The problem: My youngest brother has been married for 20 years. My sister-in-law never responds to any form of communication, be it a phone call, e-mail or text. If I send an e-mail and, later, ask why she hasn’t responded, she says her server was down. She always has an out. She’s nonresponsive to other family members, too. She reads a lot, has an active, intelligent mind, and can be very engaging. I’ve tried to be at ease with her reticence, but it has finally worn thin. I feel rejected, and it hurts.
Low road: Send the Geek Squad over, unannounced, to fix that server — stat!
High road: You say she is a poor communicator but, in fact, she has been communicating quite clearly for two decades. For whatever reason, she’s been trying to tell you that she doesn’t enjoy banter. Keeping up with a steady stream of e-mails, phone calls and texts from extended family could, in fact, be causing her stress and anxiety.

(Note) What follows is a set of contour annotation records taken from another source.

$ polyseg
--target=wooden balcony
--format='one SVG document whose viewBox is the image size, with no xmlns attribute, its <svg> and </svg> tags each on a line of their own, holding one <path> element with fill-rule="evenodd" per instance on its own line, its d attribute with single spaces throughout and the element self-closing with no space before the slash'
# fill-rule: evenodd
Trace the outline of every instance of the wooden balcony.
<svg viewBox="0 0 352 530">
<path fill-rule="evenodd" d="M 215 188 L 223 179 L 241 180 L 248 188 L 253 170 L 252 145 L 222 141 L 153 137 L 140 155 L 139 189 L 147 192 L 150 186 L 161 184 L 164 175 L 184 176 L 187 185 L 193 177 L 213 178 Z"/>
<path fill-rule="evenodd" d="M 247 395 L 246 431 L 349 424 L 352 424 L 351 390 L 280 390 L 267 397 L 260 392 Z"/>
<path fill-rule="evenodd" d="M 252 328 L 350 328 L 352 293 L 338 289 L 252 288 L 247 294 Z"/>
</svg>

I understand that being shut out hurts because you, a more social animal, likely envisioned a different scenario: A sister-friend with whom you could chat about books, take walks and complain about her husband. (Just kidding on that last one.)
Please don’t take her radio silence personally. As a wise friend once told me, you can’t give what you don’t have. She’s not going to change, but you can. Let go of what you wished for (it’s exhausting and self-defeating) and build on what is.
Stop asking whether she’s going to show up for family events. If she appears, tell her how great it is to see her. If you’ve read a book you think she’d enjoy, send it to her with a warm note. Do this because it’s kind, and not because you expect anything in return. And please keep lines of communication open with your brother who, if he doesn’t feel judged, may offer helpful insight into his wife’s behavior.